Research Engineer (Inference)
Research Engineer (Inference)
About
Serving a multimodal agent model in production is a different problem to serving a standard LLM. Context length, tool calls, and computer-use workloads create constraints that require co-designing the inference stack with the model team - not just bolting on a serving framework after the fact.
This is a VC-backed challenger lab building state-of-the-art computer-use agents. The inference team owns the full stack from engine layer (vLLM, SGLang) through to serving architecture (disaggregated inference, intelligent routing).

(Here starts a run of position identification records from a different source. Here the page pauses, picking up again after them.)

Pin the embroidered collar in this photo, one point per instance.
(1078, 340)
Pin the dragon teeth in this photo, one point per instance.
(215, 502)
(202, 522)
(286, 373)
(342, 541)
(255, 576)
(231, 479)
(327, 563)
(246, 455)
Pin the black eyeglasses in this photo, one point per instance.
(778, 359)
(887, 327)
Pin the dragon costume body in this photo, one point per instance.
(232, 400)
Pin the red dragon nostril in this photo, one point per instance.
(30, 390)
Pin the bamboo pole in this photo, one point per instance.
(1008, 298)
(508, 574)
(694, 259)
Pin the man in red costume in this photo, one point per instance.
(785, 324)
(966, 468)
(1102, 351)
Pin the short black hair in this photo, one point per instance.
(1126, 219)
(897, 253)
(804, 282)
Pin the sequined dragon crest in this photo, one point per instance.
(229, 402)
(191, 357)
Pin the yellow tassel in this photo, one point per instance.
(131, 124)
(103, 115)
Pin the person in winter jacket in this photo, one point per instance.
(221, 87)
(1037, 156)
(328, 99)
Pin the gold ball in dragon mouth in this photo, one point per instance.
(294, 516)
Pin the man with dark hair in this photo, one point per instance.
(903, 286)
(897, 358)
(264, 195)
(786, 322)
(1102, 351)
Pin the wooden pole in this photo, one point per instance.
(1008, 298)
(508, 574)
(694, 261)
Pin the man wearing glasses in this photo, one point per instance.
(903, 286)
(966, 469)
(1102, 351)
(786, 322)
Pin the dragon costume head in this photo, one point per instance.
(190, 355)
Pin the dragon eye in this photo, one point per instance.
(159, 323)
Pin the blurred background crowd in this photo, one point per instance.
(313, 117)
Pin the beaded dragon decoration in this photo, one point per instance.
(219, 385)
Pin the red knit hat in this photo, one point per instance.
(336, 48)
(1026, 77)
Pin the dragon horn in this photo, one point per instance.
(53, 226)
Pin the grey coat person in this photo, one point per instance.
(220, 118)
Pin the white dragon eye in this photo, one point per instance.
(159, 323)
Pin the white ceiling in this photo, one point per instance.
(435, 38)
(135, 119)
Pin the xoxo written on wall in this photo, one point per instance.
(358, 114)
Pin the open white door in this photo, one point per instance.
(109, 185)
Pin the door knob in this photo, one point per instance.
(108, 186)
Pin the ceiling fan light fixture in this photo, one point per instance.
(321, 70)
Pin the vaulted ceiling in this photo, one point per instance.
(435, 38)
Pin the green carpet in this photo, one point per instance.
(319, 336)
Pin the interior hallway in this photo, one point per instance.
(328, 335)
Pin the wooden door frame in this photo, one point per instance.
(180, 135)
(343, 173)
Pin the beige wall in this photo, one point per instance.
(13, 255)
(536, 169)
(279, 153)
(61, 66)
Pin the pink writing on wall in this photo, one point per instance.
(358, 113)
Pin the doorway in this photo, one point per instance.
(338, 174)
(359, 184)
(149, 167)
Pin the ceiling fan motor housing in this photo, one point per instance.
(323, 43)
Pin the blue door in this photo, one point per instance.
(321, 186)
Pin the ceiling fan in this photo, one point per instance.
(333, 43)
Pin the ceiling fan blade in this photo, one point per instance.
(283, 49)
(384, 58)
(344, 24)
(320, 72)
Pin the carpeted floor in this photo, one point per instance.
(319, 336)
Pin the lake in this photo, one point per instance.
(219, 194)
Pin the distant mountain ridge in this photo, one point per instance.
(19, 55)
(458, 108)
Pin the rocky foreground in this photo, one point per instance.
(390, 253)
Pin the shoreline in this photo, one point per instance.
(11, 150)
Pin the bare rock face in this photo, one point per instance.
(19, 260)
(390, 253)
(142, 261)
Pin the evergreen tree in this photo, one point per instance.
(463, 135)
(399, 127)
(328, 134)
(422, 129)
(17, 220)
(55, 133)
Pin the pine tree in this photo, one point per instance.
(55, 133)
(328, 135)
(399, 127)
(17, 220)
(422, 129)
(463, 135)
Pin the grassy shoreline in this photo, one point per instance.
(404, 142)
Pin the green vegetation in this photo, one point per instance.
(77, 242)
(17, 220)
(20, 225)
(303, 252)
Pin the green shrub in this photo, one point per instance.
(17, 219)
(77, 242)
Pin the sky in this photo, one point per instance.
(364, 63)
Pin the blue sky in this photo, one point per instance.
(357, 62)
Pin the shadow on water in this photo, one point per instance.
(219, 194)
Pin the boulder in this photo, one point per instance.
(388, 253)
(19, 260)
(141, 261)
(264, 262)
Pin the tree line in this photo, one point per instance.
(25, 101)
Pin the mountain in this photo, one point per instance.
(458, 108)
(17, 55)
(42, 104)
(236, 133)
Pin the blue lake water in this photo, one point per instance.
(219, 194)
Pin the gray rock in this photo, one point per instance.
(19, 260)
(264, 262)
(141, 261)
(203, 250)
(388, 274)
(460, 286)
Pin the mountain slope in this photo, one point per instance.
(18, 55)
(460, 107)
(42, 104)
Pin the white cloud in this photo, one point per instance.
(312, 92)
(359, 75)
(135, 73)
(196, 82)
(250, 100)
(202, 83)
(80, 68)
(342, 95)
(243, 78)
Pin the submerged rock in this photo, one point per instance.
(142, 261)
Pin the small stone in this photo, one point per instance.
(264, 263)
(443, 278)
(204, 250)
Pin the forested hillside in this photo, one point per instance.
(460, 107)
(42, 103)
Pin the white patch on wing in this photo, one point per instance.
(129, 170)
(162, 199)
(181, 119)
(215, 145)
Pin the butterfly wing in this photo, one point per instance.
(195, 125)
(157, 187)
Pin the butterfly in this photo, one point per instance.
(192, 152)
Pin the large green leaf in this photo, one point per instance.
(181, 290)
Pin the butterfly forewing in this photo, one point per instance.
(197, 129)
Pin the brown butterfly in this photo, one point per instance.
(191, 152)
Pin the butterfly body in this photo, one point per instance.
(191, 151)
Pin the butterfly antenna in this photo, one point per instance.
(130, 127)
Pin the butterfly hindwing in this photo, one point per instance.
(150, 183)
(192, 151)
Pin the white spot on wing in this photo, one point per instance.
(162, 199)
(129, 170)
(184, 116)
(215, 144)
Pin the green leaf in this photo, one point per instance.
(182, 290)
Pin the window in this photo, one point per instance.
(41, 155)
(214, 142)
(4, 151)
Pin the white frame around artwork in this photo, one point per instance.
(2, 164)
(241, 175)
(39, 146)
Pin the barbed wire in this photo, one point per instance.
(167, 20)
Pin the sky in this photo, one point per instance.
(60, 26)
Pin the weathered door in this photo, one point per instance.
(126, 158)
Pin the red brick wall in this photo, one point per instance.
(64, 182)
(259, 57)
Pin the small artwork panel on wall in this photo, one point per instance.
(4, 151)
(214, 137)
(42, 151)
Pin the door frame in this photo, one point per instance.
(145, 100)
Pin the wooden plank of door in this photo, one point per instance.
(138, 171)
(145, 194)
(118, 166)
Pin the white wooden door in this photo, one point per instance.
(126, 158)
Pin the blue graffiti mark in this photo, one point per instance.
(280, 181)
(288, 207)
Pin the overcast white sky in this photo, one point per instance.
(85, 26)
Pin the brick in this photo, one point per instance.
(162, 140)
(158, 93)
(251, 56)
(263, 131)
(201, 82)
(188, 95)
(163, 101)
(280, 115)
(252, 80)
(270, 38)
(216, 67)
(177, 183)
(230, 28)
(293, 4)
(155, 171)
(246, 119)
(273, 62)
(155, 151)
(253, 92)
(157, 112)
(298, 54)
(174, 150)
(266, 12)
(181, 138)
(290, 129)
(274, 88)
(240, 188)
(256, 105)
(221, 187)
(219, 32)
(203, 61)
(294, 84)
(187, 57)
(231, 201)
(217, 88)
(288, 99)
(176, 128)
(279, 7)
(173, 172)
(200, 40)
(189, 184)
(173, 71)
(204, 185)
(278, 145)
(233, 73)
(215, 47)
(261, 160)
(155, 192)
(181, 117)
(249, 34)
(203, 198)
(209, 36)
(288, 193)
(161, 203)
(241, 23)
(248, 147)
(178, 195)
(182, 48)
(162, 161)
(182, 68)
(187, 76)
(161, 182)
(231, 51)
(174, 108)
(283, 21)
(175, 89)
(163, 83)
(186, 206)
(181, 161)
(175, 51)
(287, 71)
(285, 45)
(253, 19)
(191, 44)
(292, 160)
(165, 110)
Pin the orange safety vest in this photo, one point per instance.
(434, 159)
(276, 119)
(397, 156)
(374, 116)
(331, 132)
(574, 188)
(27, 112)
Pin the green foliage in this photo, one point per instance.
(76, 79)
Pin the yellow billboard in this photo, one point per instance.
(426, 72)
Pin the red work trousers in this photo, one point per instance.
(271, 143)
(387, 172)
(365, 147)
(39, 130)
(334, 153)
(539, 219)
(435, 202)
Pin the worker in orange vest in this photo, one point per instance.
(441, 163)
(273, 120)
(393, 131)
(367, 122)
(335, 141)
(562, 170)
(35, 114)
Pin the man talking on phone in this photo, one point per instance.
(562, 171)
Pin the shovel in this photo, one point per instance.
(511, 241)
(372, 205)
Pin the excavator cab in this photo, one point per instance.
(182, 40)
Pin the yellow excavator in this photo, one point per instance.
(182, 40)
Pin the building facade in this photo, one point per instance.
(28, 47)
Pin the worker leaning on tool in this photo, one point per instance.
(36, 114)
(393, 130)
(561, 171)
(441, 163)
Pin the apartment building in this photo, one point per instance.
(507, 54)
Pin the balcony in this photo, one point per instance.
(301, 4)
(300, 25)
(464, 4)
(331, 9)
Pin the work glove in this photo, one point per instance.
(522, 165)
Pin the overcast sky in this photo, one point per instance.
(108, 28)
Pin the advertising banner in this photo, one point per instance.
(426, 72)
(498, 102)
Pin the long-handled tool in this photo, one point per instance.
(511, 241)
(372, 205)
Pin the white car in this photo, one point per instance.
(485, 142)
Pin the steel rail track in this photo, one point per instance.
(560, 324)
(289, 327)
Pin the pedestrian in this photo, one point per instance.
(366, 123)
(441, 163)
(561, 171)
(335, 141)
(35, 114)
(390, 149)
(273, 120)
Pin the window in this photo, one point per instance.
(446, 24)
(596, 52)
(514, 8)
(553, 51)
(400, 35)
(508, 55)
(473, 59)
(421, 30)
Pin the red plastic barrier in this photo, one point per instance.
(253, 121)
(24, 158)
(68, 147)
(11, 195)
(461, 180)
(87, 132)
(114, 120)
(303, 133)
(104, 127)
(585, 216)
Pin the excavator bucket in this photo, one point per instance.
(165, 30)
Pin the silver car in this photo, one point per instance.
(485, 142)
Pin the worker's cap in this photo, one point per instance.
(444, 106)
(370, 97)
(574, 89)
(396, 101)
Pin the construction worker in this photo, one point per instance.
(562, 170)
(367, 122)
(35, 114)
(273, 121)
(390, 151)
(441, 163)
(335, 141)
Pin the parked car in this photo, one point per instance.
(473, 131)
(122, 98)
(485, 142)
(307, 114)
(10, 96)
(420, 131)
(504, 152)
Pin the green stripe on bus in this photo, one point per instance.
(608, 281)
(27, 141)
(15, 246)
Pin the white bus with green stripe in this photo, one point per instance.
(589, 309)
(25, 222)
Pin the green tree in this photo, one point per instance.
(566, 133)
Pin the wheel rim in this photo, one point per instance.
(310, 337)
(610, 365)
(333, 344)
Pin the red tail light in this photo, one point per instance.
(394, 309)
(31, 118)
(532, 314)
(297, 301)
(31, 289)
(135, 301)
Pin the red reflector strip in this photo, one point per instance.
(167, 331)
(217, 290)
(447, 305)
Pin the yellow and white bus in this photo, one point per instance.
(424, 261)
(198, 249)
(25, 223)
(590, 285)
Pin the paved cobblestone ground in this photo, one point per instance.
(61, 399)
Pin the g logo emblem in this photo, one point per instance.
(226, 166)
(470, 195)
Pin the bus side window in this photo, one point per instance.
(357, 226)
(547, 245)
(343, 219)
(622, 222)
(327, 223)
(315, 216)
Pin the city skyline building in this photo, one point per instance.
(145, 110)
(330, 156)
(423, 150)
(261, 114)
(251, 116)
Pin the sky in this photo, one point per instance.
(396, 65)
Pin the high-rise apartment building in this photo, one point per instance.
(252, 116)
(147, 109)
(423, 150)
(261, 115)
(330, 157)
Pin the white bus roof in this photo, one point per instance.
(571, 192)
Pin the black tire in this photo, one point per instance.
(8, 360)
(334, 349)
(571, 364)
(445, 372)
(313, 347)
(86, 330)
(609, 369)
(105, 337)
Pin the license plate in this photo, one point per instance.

The team operates at the intersection of research and production - translating cutting-edge techniques directly into the systems behind live agent products.
What you'll do
- Build and operate the inference stack serving multimodal agentic models in production
- Improve latency, throughput, and cost across the serving stack
- Research and implement inference techniques tailored to agent workloads
- Co-design with the models team on training-time decisions that affect inference behaviour
- Evaluate inference frameworks and hardware platforms and feed findings back into roadmap decisions
- Stay current with advances in inference, model serving, and accelerator technology
What you'll need
- Strong software engineering fundamentals and a solid production track record
- Proficient in Python and at least one systems language - Rust, C++, or Go
- Hands-on experience with PyTorch or JAX in an industry setting
- Experience with inference frameworks: vLLM, SGLang, TensorRT-LLM
- Solid distributed systems fundamentals and experience operating production ML infrastructure
- Working knowledge of modern ML including transformers and multimodal architectures
Optional Bonus
- Research engagement: advanced degree with research output, top-tier publications (NeurIPS, ICML, MLSys, OSDI), or open-source contributions
- GPU kernel work - CUDA, Triton, or similar
- Experience with quantisation, speculative decoding, disaggregated inference, or KV-cache compression
Shortlisted candidates will be contacted within 48 hours.